魚屋の新人の中年

新人魚屋中年

イカの精子は生で食べるな。

イカ精子は危険だ。イカ精子は精莢(せいきょう)という小さな細長いカプセルにはいっており、その精莢に刺激を与えると精子の塊がものすごいスピードで飛び出し刺さる仕組みになっている。そのイカの精莢を生で食べて口の中で精子の塊を発射させてしまうと口に刺さりヒリヒリとした痛みを生じさせる。精子の塊は棘状になっており手で抜くことはできず口腔手術が必要になることもあるらしい。ただ火をしっかり通せばその機能はなくなり無害となる。そう考えると、塩辛とかで肝を使うくらいで、生でイカのワタを食べる人も少ないだろうからそんなに心配する必要はないだろう。

鮭とマスの違い

サケもマスもサケ科サケ属の同じ魚。一般的に川で生まれ海に下って生息するのがサケで、一生川で暮らすのがマスとされるが、例えばマス類のニジマスも川で暮らすものや海に降るものもあり単一の習性ではない。今では鮭と鱒の違いは曖昧とされている。何じゃそりゃ。

半夏生はタコを食う。

半夏生半夏生)は夏至から11日目。2024年は7月1日。この頃に大雨が降るのでそれまでに田植えを終えていなければならないという節目になっていたらしい。関西ではタコの足のように稲の根がはることを願ってタコを食べる風習があるらしい。関東の鮮魚業界でもそれにあやかって販売促進の機会として広がり始めている。

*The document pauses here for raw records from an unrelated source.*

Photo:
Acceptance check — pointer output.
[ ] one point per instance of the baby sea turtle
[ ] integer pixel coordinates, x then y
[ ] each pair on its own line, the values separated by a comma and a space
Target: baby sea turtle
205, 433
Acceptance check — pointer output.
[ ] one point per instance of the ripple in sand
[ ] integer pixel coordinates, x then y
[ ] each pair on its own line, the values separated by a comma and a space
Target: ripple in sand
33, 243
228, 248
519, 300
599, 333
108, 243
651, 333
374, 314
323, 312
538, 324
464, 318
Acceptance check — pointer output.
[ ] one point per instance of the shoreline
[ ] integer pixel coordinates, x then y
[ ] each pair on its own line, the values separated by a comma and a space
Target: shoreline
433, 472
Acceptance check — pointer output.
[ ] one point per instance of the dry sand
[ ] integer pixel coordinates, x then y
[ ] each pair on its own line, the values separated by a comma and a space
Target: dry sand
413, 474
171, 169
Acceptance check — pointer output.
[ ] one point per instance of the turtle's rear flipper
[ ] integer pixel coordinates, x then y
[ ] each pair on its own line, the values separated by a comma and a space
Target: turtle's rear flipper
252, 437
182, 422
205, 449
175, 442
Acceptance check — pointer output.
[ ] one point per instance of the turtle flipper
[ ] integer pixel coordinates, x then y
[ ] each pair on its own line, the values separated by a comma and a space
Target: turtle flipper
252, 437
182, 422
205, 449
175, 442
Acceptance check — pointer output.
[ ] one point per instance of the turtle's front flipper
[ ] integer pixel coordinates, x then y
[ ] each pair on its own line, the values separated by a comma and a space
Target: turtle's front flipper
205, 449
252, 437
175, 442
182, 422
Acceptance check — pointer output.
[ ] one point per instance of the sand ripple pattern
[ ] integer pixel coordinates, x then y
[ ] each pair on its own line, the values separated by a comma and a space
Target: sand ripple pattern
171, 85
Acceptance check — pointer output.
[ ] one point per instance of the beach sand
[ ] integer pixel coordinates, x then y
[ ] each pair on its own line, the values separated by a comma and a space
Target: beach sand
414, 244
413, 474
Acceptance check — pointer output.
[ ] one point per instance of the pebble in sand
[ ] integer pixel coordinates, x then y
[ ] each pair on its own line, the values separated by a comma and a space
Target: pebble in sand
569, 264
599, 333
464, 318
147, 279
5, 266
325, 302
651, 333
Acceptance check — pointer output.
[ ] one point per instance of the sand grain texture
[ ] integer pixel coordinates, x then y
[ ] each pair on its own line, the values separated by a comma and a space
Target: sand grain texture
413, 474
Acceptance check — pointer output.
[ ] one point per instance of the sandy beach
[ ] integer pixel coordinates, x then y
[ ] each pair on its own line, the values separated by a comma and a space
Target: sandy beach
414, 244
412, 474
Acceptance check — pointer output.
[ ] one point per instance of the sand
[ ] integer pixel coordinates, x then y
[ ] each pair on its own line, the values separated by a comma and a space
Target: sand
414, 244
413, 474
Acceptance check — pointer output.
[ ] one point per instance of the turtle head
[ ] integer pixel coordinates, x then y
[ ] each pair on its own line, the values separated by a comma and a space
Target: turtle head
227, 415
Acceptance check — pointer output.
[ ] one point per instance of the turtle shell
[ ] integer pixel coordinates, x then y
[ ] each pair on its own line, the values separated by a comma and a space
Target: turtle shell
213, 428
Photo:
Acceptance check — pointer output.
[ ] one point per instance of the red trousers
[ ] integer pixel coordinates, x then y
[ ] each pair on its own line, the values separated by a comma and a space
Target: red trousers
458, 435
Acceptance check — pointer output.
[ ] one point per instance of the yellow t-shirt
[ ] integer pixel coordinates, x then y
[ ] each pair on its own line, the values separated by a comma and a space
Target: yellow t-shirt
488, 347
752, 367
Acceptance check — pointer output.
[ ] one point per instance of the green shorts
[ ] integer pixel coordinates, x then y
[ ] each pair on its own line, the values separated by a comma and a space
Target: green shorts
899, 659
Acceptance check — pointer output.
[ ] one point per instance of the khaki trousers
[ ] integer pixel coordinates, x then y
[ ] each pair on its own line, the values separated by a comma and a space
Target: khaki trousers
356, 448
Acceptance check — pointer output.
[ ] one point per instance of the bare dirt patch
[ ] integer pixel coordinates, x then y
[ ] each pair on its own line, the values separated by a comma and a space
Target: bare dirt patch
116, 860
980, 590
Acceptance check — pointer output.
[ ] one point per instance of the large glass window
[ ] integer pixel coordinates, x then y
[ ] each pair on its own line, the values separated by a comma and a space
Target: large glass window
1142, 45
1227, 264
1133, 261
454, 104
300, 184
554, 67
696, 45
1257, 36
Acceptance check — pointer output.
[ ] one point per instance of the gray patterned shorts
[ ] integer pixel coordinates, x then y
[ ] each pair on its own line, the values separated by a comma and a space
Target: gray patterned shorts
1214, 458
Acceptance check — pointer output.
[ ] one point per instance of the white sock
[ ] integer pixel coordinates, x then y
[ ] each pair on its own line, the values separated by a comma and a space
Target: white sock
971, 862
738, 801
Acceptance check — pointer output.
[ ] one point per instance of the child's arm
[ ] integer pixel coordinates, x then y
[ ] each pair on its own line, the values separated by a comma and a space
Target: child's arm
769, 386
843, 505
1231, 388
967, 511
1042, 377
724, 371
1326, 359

ちなみに半夏生とはカラスビシャクという野草のことで小さなシャンパングラスのようなフォルムをしている。

真ホッケと縞ホッケ

真ホッケ

  • 脂少なめ、身がしっかり。
  • 北海道沿岸の国産が多い。

縞ホッケ

 

 最近ではホッケの陸上養殖の技術進み、アニサキスの少ない個体を生産。刺し身での消費も広がり始めている。

秋鮭と白鮭は同じ魚?

入荷した秋鮭のラベルに白鮭と書いてある。業者の間違いなのかと上司に確認したところ「秋鮭と白鮭、同じだから。呼び方違うだけだから。」とのこと。調べてみると白鮭の秋冬期(産卵期)に漁獲したものを特に「秋鮭」と呼ぶらしい。秋鮭と聞くと紅葉のイメージで紅鮭と間違えそうだなとふと思う。

初午(はつうま)いなりとは。

初午とは立春の後、最初の午の日のこと。2024年は2月11日になる。京都伏見に総本社を置く稲荷神社の稲荷大神が稲荷山に舞い降りてきた日とされ神社の祭日になっている。稲荷大神の使いである狐の好物である「お揚げ」に、五穀豊穣の神·稲荷大神の恵みであるお米を詰め込み感謝の思いで「いなり寿司」を供えたり、無病息災を願って「いなり寿司」を食べたりする習慣がある。これが初午いなりと呼ばれている。

ままかりとは。

ままかりは岡山を代表する手のひらサイズの小さい魚。標準和名はサッパ。西日本でままかりと呼ばれる。飯(まんま)がなくなり隣の家に借りに行くほどうまいからとか、旬が稲(まんま)を刈る時期にあたることからとか、語源の由来は諸説ある。ニシン科で小骨が多いが骨や皮は柔らかく酢漬けや塩焼きにして食べられることが多い。酢漬けにしたままかりを寿司に乗せたままかりずしは岡山の郷土料理になっている。